Repository files navigation

Welcome to the KLMS Tool Template

Stelar Tool Template

Here you may find a lightweight and easy to use template that can encapsulate any data analysis and interlinking tools ready to run inside the KLMS Cluster.

This template is made for tools written in Python. Other language templates may also be implemented following this paradigm.

Directory Structure

The directory structure used by the template is simple and straight-forward:

.
├── run.sh 
├── main.py
├── requirements.txt
├── Makefile
├── Dockerfile
└── utils/
    └── minio_client.py

run.sh

This file is the entrypoint of the Docker Image as defined in the Dockerfile. It takes 3 arguments:

  • $1 --> token : The OAuth 2.0 user token used for making cURL requests to the KLMS Data API for fetching and commiting job execution parameters and metrics.
  • $2 --> endpoint_url : The URL at which the KLMS Data API is listening. At this url two cURL requests are made. The first one fetches the task execution parameters among various other task specs.
  • $3 --> id : A unique ID which is linked to the task execution inside the KLMS Cluster.

The run.sh script serves as a wrapper for executing main.py, effectively decoupling the tool's core source code from direct API calls. Instead, the tool's main runtime (main.py) will have the necessary parameters for job execution already available upon initiation. This separation ensures that main.py can focus solely on its core functionality, while run.sh handles the setup and provides the required execution parameters.

run.sh has a very explicit structure and should not be modified in any way. The logic of this script should not concern the tool developer.

As of November 23, 2024 the run.sh endpoints have been modified to meet the requirements of the refactored STELAR API to be released in early December 2024.

requirements.txt

Inside this file any python libaries should be declared in order to be installed in the tool image when it is built. You may include libraries in the following way:

minio
requests
numpy==2.1.2

The requirements.txt can be seen as any plain requirements setting file present in the vast majority of Python projects.

main.py

The main.py file is the central component responsible for initiating the tool's execution. You may imagine this as tool.py. It serves as the entry point for running the program, containing all essential logic and any necessary configurations for the tool's behavior.
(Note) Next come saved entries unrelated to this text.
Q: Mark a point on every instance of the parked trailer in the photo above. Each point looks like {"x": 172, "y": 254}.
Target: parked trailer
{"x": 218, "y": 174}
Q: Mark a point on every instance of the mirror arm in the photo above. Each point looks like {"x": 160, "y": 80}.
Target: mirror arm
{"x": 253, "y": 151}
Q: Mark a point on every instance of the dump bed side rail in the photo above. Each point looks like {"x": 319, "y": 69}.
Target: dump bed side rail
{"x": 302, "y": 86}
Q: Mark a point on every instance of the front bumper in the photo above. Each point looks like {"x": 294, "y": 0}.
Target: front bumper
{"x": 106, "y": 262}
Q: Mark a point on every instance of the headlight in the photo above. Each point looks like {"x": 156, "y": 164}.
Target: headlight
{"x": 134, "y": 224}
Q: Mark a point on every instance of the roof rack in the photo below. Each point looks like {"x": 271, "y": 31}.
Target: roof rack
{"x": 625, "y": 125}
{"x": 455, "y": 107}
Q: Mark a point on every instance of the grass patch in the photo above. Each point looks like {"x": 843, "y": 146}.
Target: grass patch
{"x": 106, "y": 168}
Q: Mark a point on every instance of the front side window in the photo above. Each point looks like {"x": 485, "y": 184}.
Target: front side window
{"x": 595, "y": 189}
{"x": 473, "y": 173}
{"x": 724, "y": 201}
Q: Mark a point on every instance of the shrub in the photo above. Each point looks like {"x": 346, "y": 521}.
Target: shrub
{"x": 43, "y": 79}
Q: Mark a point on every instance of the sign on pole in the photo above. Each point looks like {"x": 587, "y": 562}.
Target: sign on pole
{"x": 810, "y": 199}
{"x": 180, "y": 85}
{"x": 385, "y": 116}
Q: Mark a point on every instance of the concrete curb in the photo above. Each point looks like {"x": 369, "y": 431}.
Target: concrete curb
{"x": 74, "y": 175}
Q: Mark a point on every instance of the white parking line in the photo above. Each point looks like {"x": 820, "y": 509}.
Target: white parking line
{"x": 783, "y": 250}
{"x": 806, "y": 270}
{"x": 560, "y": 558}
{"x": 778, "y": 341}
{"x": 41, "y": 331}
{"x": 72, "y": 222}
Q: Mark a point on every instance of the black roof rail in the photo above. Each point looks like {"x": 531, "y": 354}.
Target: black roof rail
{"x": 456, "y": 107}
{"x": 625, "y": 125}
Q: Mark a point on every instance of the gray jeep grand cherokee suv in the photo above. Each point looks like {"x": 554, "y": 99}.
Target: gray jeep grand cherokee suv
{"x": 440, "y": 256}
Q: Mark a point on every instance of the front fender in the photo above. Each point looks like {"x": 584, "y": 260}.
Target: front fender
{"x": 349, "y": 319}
  • Custom and Explicit Structure: main.py is designed with a clear and custom structure to explicitly define the workflow of the tool. It ensures that the program’s core functionality is readable, maintainable, and logically organized.

  • Imports Needed Tool .py Files: The script also imports various Python files (.py) that contain supplementary functions, modules, or classes required by the tool. This modular approach facilitates better organization and reusability of code.

From a technical scope the main.py consists of a single specified method that can host the tool source (run(json)). The structure is briefly explained in the below pseudocode block:

def run(json):
	
	#Any tool specific code can go in here
	#Method and libraries can be also defined and imported.
...

if __name__='__main__':

	json = read from sys.argv[1]
	...
	response = run(json)
	...
    write to sys.argv[2]	

run(json) method has an argument json and must return a result in JSON form as shown below at sys.argv[2].

As mentioned earlier, the program requires certain arguments to effectively receive and provide data/parameters necessary for tool execution. These arguments are provided by the run.sh wrapper script, and their presence during runtime can be assumed as a given.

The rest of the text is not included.